Now it's all dramatically the other way round, but why? Individual Africans are no less intelligent, hard-working or ambitious than individual Asians, so the answer must lie in the system. And the most striking characteristic of that system is the sheer number of independent states within Africa: fifty-three of them, in a continent that has fewer people than either India or China.
This is where the discussion usually veers off into a condemnation of the arbitrary borders drawn by the old colonial powers, which paid little heed to the ethnic ties of the people within them, but that is not the point at all. The point is that at least half of the fifty-three African countries have greater ethnic diversity within their borders than all of China. A few, like Nigeria, approach India in the sheer range and diversity of their languages, religions and ethnic identities.
You CANNOT draw rational borders for Africa that give each ethnic group its own homeland. Even if you refused that privilege to groups of less than half a million people, you'd end up with over 200 countries. So the old Organization of African Unity decreed that the colonial borders must remain untouchable, because the only alternative seemed to be several generations of separatist ethnic wars.
The problem is that quite a few of the separatist ethnic wars happened anyway, and many other African countries, to avoid that fate, became tyrannies where a "big man" from one of the dominant ethnic groups ruled over the rest by a combination of patronage and violence. Time was wasted, lives were lost, and things went backwards. It was nobody's fault, but Africa needs to change this system.
There are over two hundred ethnic groups in Africa that have over half a million people, and NONE (except the Arabs of North Africa) that amount to even five percent of the continent's population. Only three languages -- Mandarin Chinese, Hindi and Japanese -- account for half the population of Asia. Even in Europe, eight languages account for 75 percent of the continent's population. Africa is different, and maybe the national state (or, rather, the pseudo-national state) is not the answer there.

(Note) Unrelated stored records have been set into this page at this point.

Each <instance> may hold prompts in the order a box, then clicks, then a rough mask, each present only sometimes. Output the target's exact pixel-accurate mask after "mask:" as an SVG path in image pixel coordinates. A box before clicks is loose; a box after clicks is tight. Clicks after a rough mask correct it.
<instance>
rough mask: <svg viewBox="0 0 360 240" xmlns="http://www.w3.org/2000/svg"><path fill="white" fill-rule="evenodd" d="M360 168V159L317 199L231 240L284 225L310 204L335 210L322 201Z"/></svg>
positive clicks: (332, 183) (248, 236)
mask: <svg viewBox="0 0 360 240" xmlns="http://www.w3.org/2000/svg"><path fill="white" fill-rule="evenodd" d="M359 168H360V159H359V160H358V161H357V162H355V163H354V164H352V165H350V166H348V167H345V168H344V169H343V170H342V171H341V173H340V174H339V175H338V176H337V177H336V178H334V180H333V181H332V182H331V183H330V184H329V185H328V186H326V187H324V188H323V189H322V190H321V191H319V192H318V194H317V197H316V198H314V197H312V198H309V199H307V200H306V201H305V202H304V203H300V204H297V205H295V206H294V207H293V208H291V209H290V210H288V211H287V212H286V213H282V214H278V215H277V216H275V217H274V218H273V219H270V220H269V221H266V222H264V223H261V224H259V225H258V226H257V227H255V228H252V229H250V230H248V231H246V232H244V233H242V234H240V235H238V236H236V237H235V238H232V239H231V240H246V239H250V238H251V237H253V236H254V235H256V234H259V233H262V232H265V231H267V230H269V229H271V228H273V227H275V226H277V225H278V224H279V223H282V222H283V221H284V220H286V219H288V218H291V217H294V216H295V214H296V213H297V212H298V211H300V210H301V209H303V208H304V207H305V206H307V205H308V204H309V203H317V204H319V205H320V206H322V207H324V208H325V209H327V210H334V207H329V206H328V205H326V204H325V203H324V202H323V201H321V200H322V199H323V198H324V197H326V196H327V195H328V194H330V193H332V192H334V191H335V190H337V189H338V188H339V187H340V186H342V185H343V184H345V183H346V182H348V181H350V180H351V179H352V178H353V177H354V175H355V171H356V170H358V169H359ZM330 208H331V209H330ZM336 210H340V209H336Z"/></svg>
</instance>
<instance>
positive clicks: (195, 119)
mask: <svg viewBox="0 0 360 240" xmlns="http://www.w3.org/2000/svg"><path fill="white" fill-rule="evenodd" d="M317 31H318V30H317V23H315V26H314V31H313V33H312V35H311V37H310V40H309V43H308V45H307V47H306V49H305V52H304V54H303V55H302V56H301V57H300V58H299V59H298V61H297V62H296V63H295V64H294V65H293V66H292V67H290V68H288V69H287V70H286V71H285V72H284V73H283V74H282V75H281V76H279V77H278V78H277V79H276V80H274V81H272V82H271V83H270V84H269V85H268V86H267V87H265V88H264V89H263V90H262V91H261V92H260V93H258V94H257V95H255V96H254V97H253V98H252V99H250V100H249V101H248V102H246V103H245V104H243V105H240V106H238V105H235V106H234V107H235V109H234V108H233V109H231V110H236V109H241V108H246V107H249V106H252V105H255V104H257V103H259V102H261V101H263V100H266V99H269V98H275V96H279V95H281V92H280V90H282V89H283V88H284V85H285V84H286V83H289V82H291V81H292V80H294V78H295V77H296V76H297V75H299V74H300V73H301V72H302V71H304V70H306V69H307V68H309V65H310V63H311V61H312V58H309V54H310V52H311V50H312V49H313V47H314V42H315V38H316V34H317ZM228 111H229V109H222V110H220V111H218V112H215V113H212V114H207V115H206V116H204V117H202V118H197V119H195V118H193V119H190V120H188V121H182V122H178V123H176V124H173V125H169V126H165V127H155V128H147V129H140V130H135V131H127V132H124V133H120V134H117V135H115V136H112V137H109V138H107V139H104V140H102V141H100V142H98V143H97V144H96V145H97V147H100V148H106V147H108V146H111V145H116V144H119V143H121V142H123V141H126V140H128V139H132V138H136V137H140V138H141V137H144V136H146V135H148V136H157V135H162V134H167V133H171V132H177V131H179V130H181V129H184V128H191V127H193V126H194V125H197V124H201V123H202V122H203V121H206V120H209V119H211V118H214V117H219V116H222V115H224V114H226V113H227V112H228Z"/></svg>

The African federalists imagine a solution that jumps right over that problem: a single African Union modeled on the European Union, but where no ethnic group is even five percent of the population. Then politics stops being a zero-sum ethnic competition (at least in theory) and starts being about the general welfare. And also, in theory, the continent starts to fulfill its potential. We will all be a good deal older before the African Union, or whatever it will eventually be called, becomes more than a dream, but in the end it may. As Alpha Oumar Konare, former president of Mali and head of the African Union, said at the start of the summit: "The battle for the United States of Africa is the only one worth fighting for this generation -- the only one that can provide the answers to the thousand-and-one problems faced by the populations of Africa."